One of the most important resources for human support is potable water. Large populations in our world lack access to potable water and access to adequate sanitation. In addition, potable water is important for long-term human missions in space, where such water may be vital for consumption, hygiene, and maintenance. Since supplies of potable water may not be readily available, water reclamation to generate potable water from wastewater is essential. Sources of wastewater in long-term space missions can consist of hygiene water, laundry water, humidity condensate, brines, and human waste (e.g., urine). Due to the high cost of delivering supplies to space, recovery of potable water from wastewater may be critical to life support of crew members. Long duration space missions to the moon, Mars, and near-Earth asteroids may be mass-constrained and may require robust and reliable life support hardware. Closing the water loop on long duration space missions can be crucial to reducing mission mass, cost, and logistics support for orbiting facilities and planetary spacecraft.
Water recovery from wastewater is not only important in space applications, but can also be important in terrestrial applications. Such terrestrial applications of water recovery can include water recycling in arid regions, water treatment for disaster relief, greywater recycling onboard ships, and water recycling at long-term military outposts, ships, and submarines.
One type of wastewater for closing the water loop can include urine. On the International Space Station (ISS), urine may be stabilized using pretreatment chemicals, such as chromium trioxide and sulfuric acid, at a waste collection system.
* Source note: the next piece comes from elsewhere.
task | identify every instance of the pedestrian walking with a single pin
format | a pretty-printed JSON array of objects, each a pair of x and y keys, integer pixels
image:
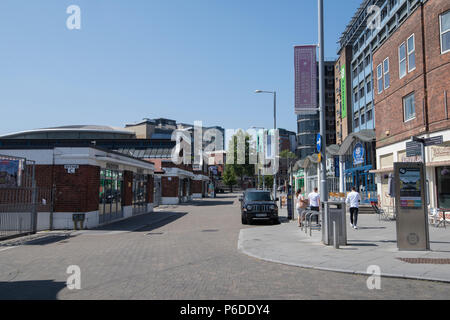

Typically, water can be recovered from the pretreated urine using a Vapor Compression Distillation (VCD) system. The VCD system is capable of recovering about 75% of water from the pretreated urine. However, the VCD system is very complex and uses several moving parts. Furthermore, the VCD system produces brine that requires further processing for water recovery.
Due to the VCD system's complexity and reduced capacity, membrane technology has been developed to simplify water purification systems. One such membrane-based strategy is reverse osmosis membrane technology and another such membrane-based strategy is forward osmosis membrane technology. While both reverse osmosis membranes and forward osmosis membranes may be effective in limiting surfactants, both are unable to reject urea, which is a small, uncharged contaminant molecule typically found in urine. As a result, such membranes may be supplemented with a second process capable of filtering out urea. Osmotic distillation and membrane distillation technology may be used to reject urea, but are not effective in limiting low-surface tension fluids, such as surfactants. When integrated together, this leads to the complexity and costs of water recovery from wastewater. Also, having to use different systems to treat different streams of wastewater can present problems from a mass, power, cost, logistics, and volume perspective. A single practical process that is capable of extracting purified water from urine in a single step may be beneficial in closing the water loop.